The Evangelical City Church of Walldorf was built in the neo-Gothic style between 1858 and 1861 . As a building that can be seen from afar, it stands in the center of Walldorf , a town in the Rhein-Neckar district in Baden-Württemberg .
In the middle of the last century, the Gothic found new attention in church construction. It corresponded to the religious feeling of the time. The conception for a neo-Gothic church in Walldorf developed from this cultural and religious zeitgeist . The neo-Gothic style is strict and carried out with uniform clarity. The architectural harmony has been preserved to this day despite various renovations.
The church is an east-facing three-aisled hall church with a raised choir .
This is the most extensive in terms of color and ornamentation. Typical of the Gothic architectural style is the rising room with the mighty, elongated columns that support an arched vault with cross-shaped ribs. The Gothic vault rests on 12 columns. The capitals are decorated with acanthus. The column capital forms the homogeneous transition from the bundle pillars to the cross ribs of the vault. The cross ribs strive towards a keystone that is painted with ornaments. The high wall surfaces are pierced by large, bright tracery windows that taper towards the top in a pointed arch typical of the Gothic. In the pointed arches, the windows were decorated with colored figurative motifs.
Only the central window in the chancel is a blind window with a painting. The painting depicting "Christ on the Cross" was made by the painter Joseph Anton Nikolaus Settegast when the church was founded. The high windows make the church a light-filled room. The pointed arch pattern of the windows has been continued as a design element on the altar, the baptismal font, the pulpit and the front sides of the pews.

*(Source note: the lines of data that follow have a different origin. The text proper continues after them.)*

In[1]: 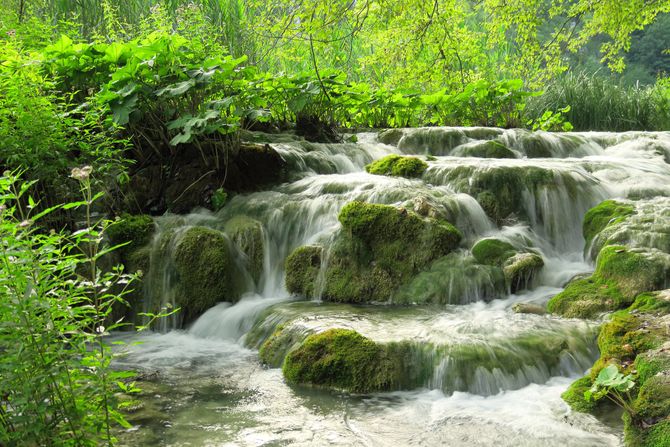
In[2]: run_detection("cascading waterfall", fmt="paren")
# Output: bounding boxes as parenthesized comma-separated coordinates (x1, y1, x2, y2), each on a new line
(115, 128, 670, 446)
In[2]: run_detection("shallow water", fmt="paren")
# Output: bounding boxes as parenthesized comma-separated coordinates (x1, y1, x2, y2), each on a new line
(114, 128, 670, 445)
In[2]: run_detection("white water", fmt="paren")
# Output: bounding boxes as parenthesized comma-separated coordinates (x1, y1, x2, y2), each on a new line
(115, 128, 670, 445)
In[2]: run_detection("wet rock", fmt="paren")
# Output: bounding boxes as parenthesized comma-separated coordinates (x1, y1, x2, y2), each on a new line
(511, 302, 546, 315)
(452, 140, 517, 159)
(471, 238, 516, 266)
(377, 129, 405, 146)
(582, 200, 635, 254)
(397, 128, 467, 155)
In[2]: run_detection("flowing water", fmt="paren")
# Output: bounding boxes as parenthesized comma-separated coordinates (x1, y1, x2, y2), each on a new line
(114, 128, 670, 446)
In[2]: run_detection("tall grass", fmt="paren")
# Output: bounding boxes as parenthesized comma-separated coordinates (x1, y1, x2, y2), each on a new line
(527, 71, 670, 131)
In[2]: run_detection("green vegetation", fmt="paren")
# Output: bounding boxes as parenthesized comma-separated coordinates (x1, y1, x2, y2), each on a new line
(224, 215, 265, 284)
(285, 245, 323, 298)
(365, 155, 428, 178)
(106, 214, 154, 257)
(562, 376, 600, 413)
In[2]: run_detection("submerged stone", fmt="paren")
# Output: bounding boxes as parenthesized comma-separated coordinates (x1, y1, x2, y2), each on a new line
(365, 154, 428, 178)
(503, 253, 544, 293)
(397, 128, 467, 155)
(377, 129, 404, 146)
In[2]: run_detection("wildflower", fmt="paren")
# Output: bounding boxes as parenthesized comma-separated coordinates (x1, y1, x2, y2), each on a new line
(70, 165, 93, 181)
(19, 220, 32, 228)
(6, 30, 16, 38)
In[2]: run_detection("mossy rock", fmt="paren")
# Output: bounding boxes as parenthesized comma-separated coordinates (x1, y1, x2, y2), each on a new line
(594, 246, 670, 299)
(635, 343, 670, 384)
(173, 226, 237, 324)
(630, 291, 670, 315)
(548, 247, 670, 319)
(503, 253, 544, 293)
(365, 154, 428, 178)
(582, 200, 635, 250)
(224, 215, 265, 284)
(285, 246, 323, 297)
(472, 238, 516, 266)
(561, 376, 600, 413)
(282, 328, 404, 393)
(106, 214, 154, 258)
(454, 140, 516, 159)
(519, 134, 554, 158)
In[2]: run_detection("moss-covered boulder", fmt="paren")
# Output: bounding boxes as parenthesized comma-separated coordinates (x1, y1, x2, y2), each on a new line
(107, 214, 154, 258)
(285, 202, 462, 303)
(582, 200, 635, 250)
(472, 238, 516, 266)
(282, 328, 405, 393)
(365, 154, 428, 178)
(453, 140, 516, 159)
(173, 226, 238, 324)
(285, 245, 323, 297)
(224, 215, 265, 284)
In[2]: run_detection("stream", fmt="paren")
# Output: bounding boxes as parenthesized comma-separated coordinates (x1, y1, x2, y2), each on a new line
(114, 128, 670, 446)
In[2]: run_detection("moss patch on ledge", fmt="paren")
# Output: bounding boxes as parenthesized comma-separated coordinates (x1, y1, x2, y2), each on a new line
(471, 238, 516, 266)
(365, 154, 428, 178)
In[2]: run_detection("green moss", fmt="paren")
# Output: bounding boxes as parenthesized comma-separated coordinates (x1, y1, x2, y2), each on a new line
(595, 246, 670, 299)
(282, 329, 404, 393)
(561, 376, 600, 413)
(365, 154, 428, 178)
(106, 214, 154, 257)
(225, 215, 265, 283)
(547, 276, 626, 319)
(634, 375, 670, 421)
(635, 350, 670, 385)
(582, 200, 634, 249)
(285, 246, 322, 297)
(173, 226, 236, 323)
(630, 292, 670, 315)
(471, 238, 516, 266)
(644, 420, 670, 447)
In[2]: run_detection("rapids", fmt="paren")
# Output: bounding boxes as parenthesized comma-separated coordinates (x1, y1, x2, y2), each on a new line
(114, 128, 670, 446)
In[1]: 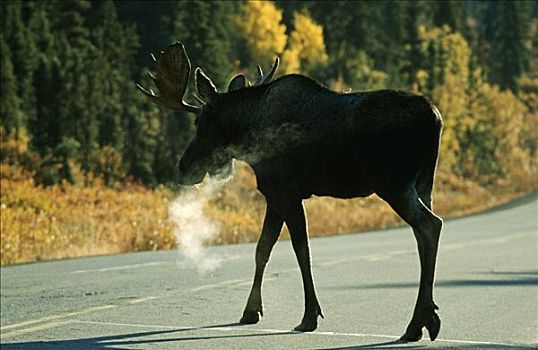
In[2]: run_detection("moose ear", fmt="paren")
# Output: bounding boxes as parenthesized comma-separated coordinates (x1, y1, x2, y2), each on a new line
(195, 67, 218, 102)
(227, 74, 248, 92)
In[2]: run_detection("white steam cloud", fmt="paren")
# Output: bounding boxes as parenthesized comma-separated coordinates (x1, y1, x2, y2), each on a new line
(168, 178, 224, 274)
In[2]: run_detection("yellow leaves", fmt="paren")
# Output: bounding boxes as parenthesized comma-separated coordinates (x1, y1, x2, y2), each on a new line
(456, 79, 533, 184)
(414, 25, 535, 186)
(416, 26, 471, 170)
(0, 164, 176, 265)
(479, 84, 527, 160)
(413, 69, 429, 92)
(2, 155, 535, 266)
(517, 75, 538, 179)
(282, 11, 328, 75)
(96, 145, 124, 186)
(518, 75, 538, 113)
(418, 25, 470, 90)
(233, 1, 287, 64)
(234, 2, 328, 75)
(280, 49, 300, 74)
(281, 12, 328, 74)
(0, 126, 31, 165)
(0, 162, 34, 181)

The 58 m high church tower still defines the silhouette of the city together with the tower of the Catholic Church of St. Peter. The neo-Gothic building, visible from afar, is based on the Freiburg Minster. As in Freiburg, the multi-stepped buttresses continue upwards in pinnacles. Another typical Gothic building element is the ornamental gable and the eight open, ogival tower windows. For several years now, the top of the tower has been crowned by a finial, which was reconstructed according to the old model during the renovation of the tower in 2007–2008. In architectural elegance, the tower extends from a quadrangular floor plan to an octagon in the spire.
This organ was rebuilt again in 1950 by the company EFWalcker from Ludwigsburg and adapted to the neo-baroque style. She now had the following disposition:
In 1967 it had to give way to the current organ after 106 years in the town church. No pipe material was taken from the old organ in the new building. The whereabouts of the Braun organ is unknown.
Bells
The bells of the town church were cast in 2007 in the Bachert bell foundry in Karlsruhe as a replacement for the cast steel bells from 1949. It consists of 4 bells.